Il faut revenir aux enfants, aux besoins réels d’un enfant, de la maternelle au lycée. Pour les très jeunes enfants, encore fragiles, il faut éviter les trop grands groupes, les situations stressantes, les séparations brutales. Il faut revenir au quartier, aux parents, pour fonder de véritables projets qui placent les écoles publiques au cœur de la vie du quartier, au lieu d’en faire des bunkers qui passent leur temps à imaginer des agressions, des incendies, des intrusions, et à faire des exercices inutiles (car il est inutile de tenter de conserver une classe de maternelle silencieuse cachée sous les tables…). Il faut imposer une limite à la taille des bâtiments scolaires : pas plus de 6 classes en maternelle, de 10 en élémentaire, pas plus de 400 élèves en collège, et 800 en lycée. Pour résister, il faut que des équipes stables d’enseignants, d’auxiliaires et d’agents travaillent en cohérence, puissent se réunir et s’organiser avec les élèves. Il faut faire des écoles des lieux de vie, dans laquelle l’humanité du métier d’enseignant prend tout son sens. Refusons la gestion par des algorithmes qui masquent les décisions politiques, refusons le fichage numérique des enfants ; tout le fatras organisé par les logiciels, les environnements numériques de travail, les évaluations standardisées, les plates-formes est une bouillie chronophage et inutile à la construction d’une société dans laquelle nous serions heureux de vivre ensemble et respectueux de nos ressources partagées.
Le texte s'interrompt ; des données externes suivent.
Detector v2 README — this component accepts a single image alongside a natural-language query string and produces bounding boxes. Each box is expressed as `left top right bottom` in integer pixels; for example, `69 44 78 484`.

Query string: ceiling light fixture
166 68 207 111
Pour cela il faut exiger une formation de plusieurs années, avant d’être en charge d’élèves qui permette la construction d’une culture professionnelle théorique, didactique, technique et pédagogique et évidemment des postes stables et titulaires pour les enseignants, les agents, les auxiliaires, les équipes médicales et sociales, et du temps permettant de construire de véritables partenariats et collaborations.  Alors, pour travailler « autrement », il faut aller se former au sein des mouvements pédagogiques, il faut se syndiquer dans un syndicat combatif, il faut réfléchir politiquement à la société que nous souhaitons construire pour nos enfants et pour nous même. Car cet « autrement » doit être un monde meilleur, alors que le libéralisme ne fait ruisseler que la misère, la guerre et la haine. o

 

Propos recueillis par Antoine Larrache

 

*Véronique Decker, militante pédagogique (ICEM Pédagogie Freinet) et syndicale (SUD éducation), directrice d’école retraitée en 2019, auteure de trois ouvrages de réflexion humaine et militante sur l’école publique, l’enfance et la société : « Trop classe », « l’école du peuple » et « Pour une école publique émancipatrice » (Libertalia).